The fact is, at core, the Americans are ambivalent about democracy and always have been.  They have yet today not cut the umbilical cord with the Mother Country, England, despite their vehement protestations to the contrary.  The  Americans have inbred social class prejudices and aspirations.  American colleges have made relentless profit from these delusional aspirations.

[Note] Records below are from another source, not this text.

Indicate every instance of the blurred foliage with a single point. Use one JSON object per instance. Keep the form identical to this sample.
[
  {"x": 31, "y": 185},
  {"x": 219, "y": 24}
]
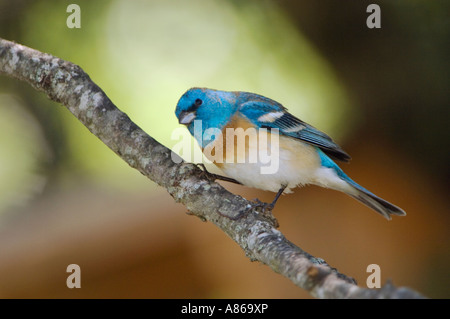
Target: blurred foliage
[
  {"x": 146, "y": 54},
  {"x": 383, "y": 93}
]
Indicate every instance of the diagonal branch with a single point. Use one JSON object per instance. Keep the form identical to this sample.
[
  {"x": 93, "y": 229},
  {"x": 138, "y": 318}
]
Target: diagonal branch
[{"x": 255, "y": 232}]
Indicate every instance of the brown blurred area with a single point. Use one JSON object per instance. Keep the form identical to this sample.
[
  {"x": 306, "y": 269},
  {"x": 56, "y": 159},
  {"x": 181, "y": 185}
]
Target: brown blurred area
[{"x": 143, "y": 245}]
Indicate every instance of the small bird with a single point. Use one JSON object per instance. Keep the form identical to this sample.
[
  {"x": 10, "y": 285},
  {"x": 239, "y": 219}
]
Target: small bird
[{"x": 304, "y": 153}]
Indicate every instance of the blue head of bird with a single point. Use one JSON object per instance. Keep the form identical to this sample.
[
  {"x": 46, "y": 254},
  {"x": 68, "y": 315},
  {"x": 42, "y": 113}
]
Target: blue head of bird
[{"x": 201, "y": 108}]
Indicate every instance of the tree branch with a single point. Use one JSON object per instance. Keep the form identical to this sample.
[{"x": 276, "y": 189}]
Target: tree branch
[{"x": 253, "y": 231}]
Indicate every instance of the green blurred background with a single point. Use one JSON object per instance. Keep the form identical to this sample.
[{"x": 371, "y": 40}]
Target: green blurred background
[{"x": 383, "y": 94}]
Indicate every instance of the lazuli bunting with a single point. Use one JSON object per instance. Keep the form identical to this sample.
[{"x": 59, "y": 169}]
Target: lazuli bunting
[{"x": 302, "y": 153}]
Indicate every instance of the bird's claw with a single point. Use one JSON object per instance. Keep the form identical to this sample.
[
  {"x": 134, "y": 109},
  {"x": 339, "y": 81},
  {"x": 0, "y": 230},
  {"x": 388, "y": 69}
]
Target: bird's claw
[{"x": 265, "y": 209}]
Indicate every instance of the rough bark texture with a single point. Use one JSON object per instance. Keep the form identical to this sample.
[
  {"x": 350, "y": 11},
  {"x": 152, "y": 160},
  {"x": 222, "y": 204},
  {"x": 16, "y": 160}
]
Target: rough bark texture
[{"x": 255, "y": 232}]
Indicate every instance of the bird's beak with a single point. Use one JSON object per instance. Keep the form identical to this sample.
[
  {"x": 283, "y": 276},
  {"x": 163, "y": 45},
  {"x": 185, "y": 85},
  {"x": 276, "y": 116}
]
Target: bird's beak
[{"x": 186, "y": 118}]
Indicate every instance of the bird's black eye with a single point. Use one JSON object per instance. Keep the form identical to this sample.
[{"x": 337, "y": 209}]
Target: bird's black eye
[{"x": 198, "y": 102}]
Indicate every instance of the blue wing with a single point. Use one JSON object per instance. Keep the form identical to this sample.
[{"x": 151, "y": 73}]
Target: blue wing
[{"x": 266, "y": 113}]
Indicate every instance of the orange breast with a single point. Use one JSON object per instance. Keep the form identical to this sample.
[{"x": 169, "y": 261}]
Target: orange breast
[{"x": 238, "y": 136}]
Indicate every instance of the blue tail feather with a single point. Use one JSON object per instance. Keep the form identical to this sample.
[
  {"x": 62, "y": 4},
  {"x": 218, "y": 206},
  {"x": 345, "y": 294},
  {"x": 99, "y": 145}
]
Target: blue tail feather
[{"x": 363, "y": 195}]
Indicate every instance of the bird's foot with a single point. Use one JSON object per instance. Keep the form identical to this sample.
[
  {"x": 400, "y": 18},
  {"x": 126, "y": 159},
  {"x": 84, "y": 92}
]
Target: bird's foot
[
  {"x": 213, "y": 177},
  {"x": 266, "y": 211}
]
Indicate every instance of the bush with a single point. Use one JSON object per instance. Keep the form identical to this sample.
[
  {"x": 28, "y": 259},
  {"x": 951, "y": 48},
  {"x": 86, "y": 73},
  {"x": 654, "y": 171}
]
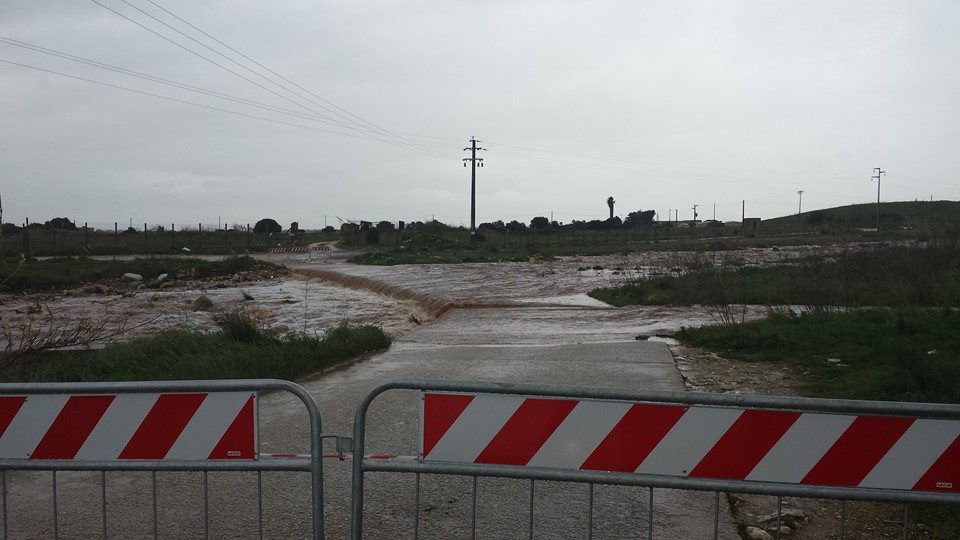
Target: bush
[
  {"x": 239, "y": 325},
  {"x": 267, "y": 225}
]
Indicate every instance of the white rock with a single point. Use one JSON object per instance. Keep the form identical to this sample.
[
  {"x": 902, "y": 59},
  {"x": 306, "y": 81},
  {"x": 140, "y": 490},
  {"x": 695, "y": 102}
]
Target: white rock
[{"x": 756, "y": 533}]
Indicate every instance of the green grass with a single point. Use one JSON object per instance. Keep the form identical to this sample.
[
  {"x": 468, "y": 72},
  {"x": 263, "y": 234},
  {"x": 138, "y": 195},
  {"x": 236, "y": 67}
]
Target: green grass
[
  {"x": 178, "y": 355},
  {"x": 453, "y": 245},
  {"x": 887, "y": 352},
  {"x": 892, "y": 355},
  {"x": 893, "y": 215},
  {"x": 60, "y": 272},
  {"x": 913, "y": 275}
]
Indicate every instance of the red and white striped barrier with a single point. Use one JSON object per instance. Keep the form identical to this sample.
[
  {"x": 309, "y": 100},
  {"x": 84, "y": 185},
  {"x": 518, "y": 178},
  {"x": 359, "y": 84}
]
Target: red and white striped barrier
[
  {"x": 762, "y": 445},
  {"x": 107, "y": 427}
]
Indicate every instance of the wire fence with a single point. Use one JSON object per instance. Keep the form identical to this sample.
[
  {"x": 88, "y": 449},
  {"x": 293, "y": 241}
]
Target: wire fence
[{"x": 148, "y": 238}]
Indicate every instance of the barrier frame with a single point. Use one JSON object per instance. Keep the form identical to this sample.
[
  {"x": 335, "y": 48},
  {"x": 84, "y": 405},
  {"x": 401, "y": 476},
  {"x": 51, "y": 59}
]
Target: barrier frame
[
  {"x": 313, "y": 464},
  {"x": 838, "y": 406}
]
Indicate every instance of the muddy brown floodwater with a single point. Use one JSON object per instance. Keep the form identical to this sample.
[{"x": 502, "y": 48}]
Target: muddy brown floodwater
[{"x": 526, "y": 321}]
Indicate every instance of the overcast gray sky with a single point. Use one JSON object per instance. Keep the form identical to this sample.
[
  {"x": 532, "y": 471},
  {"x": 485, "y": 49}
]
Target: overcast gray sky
[{"x": 660, "y": 104}]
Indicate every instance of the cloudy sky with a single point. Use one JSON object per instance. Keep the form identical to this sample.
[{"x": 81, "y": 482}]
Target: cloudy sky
[{"x": 662, "y": 105}]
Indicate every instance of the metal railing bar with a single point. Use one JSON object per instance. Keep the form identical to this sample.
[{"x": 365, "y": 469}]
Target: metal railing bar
[
  {"x": 295, "y": 464},
  {"x": 906, "y": 521},
  {"x": 650, "y": 516},
  {"x": 4, "y": 480},
  {"x": 206, "y": 505},
  {"x": 530, "y": 530},
  {"x": 779, "y": 514},
  {"x": 103, "y": 503},
  {"x": 314, "y": 464},
  {"x": 473, "y": 511},
  {"x": 260, "y": 505},
  {"x": 416, "y": 509},
  {"x": 716, "y": 516},
  {"x": 670, "y": 482},
  {"x": 153, "y": 482},
  {"x": 56, "y": 516},
  {"x": 843, "y": 518},
  {"x": 590, "y": 514},
  {"x": 844, "y": 406}
]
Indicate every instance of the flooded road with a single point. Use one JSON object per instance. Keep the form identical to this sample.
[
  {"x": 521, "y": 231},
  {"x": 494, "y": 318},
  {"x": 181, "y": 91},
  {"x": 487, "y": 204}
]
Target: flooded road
[{"x": 516, "y": 322}]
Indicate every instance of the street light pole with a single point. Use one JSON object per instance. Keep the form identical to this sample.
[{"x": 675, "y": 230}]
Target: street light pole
[{"x": 877, "y": 178}]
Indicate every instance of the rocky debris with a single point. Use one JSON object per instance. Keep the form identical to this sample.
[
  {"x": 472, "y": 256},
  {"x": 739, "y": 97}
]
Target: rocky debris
[
  {"x": 202, "y": 303},
  {"x": 279, "y": 329},
  {"x": 756, "y": 533},
  {"x": 96, "y": 289}
]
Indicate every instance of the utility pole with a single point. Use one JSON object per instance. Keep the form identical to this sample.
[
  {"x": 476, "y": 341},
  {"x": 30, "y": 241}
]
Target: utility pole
[
  {"x": 877, "y": 178},
  {"x": 474, "y": 160}
]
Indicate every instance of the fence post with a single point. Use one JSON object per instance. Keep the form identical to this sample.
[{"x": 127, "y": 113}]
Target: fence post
[{"x": 26, "y": 237}]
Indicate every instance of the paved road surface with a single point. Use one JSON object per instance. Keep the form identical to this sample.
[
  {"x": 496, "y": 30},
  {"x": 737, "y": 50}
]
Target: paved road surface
[{"x": 530, "y": 349}]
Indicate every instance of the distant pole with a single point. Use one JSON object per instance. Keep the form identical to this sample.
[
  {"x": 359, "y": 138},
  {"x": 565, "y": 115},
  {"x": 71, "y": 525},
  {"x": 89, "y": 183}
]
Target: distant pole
[
  {"x": 877, "y": 178},
  {"x": 474, "y": 160}
]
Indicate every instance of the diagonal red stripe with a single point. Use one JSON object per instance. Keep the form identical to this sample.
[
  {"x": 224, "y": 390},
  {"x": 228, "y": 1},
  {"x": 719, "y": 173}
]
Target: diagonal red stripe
[
  {"x": 239, "y": 439},
  {"x": 526, "y": 431},
  {"x": 633, "y": 438},
  {"x": 9, "y": 407},
  {"x": 857, "y": 451},
  {"x": 440, "y": 411},
  {"x": 743, "y": 445},
  {"x": 72, "y": 426},
  {"x": 162, "y": 426},
  {"x": 944, "y": 474}
]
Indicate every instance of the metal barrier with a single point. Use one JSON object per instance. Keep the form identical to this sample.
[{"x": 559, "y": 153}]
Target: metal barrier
[
  {"x": 911, "y": 450},
  {"x": 164, "y": 426}
]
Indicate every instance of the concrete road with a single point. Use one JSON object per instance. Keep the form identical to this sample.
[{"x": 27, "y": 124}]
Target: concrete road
[{"x": 560, "y": 510}]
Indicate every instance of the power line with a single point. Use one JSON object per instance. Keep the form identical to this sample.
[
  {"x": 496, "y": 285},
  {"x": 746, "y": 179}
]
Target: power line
[
  {"x": 225, "y": 68},
  {"x": 258, "y": 64},
  {"x": 186, "y": 102},
  {"x": 167, "y": 82}
]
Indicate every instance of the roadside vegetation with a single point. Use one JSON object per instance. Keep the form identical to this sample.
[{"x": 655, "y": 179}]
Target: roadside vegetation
[
  {"x": 926, "y": 274},
  {"x": 873, "y": 354},
  {"x": 62, "y": 272},
  {"x": 435, "y": 242},
  {"x": 241, "y": 349}
]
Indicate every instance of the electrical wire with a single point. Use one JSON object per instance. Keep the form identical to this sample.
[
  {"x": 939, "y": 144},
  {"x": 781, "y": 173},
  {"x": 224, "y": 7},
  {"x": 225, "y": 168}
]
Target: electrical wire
[{"x": 251, "y": 81}]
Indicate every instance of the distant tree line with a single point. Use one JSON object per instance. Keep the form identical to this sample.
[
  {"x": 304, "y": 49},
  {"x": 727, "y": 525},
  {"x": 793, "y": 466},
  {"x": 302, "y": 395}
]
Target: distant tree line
[{"x": 640, "y": 218}]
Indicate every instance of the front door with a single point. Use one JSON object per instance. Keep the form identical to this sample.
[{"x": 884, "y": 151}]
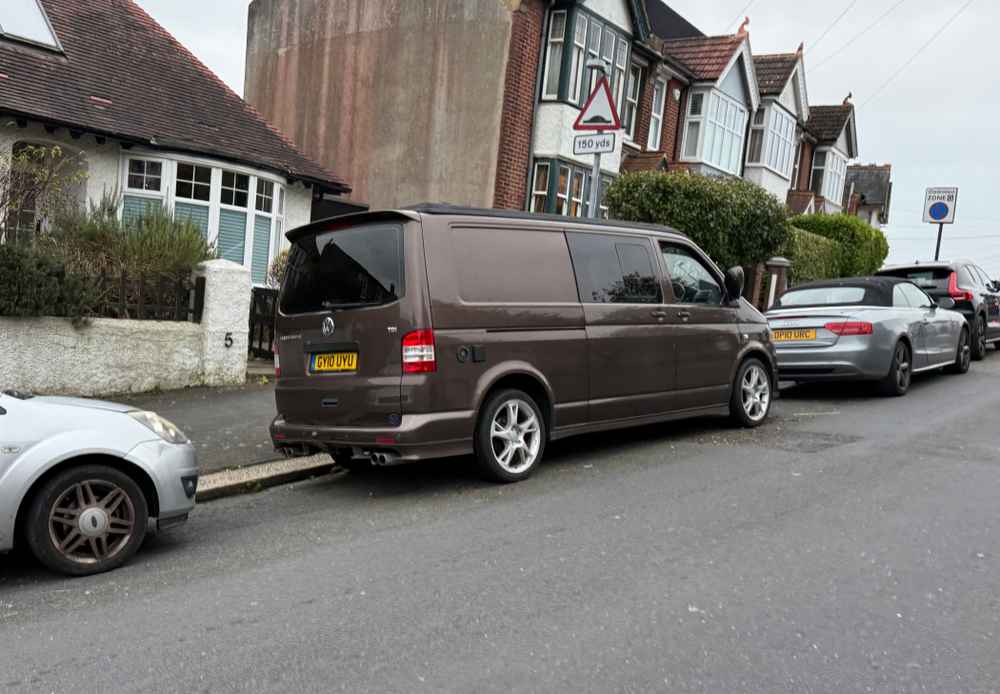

Colleges are not the only places that feed on this vanity of the Americans.  Polo, Ralph Lauren, a very successful clothes store was built, consciously, as mimicry of dressing Americans in the manner Americans think the English nobility dresses.  Polo makes a fine quality product, and made one short little man richer than he ever dreamt possible.

But Polo in fact, sells its customers a pipe dream, a myth, a fiction, of what English upper class life is and profits remarkably in feeding on how Americans, in their frenzy to look and live that illusory life, are willing to pay eye-popping sums to join a club that both does not exist and, if it did, no amount of money would buy membership in it.

Polo is simply selling a familially related, yet in first appearance somewhat different, sort of pipe dream from the earlier listed colleges, as is yet another pipe dream of a type similar in degree and kind, now ruthlessly and aggressively marketed most compellingly, and today seen in, The Sarah Lawrence Difference.

 

Late today, well past press time, further word likewise reaches my ears that next year The Sarah Lawrence Difference, provided American baby daughters by The Sarah Lawrence College, will be the priciest in United States.  The Sarah Lawrence Difference,  I am sure is most compelling—to find out just how so, schedule a luncheon with the, likely very well compensated president there, and I am sure he will tell you just how compelling, but guys, come on now, really, compelling or no, would you really pay top dollar price to send baby daughter to a school in Yonkers?

Yes, I said, Yonkers.  Quite a way off Park Avenue location aside and not to be caddish and intending no slight to Sarah as we are sure she tries her best, she is simply one of those girls colleges that is not in the Ivy League.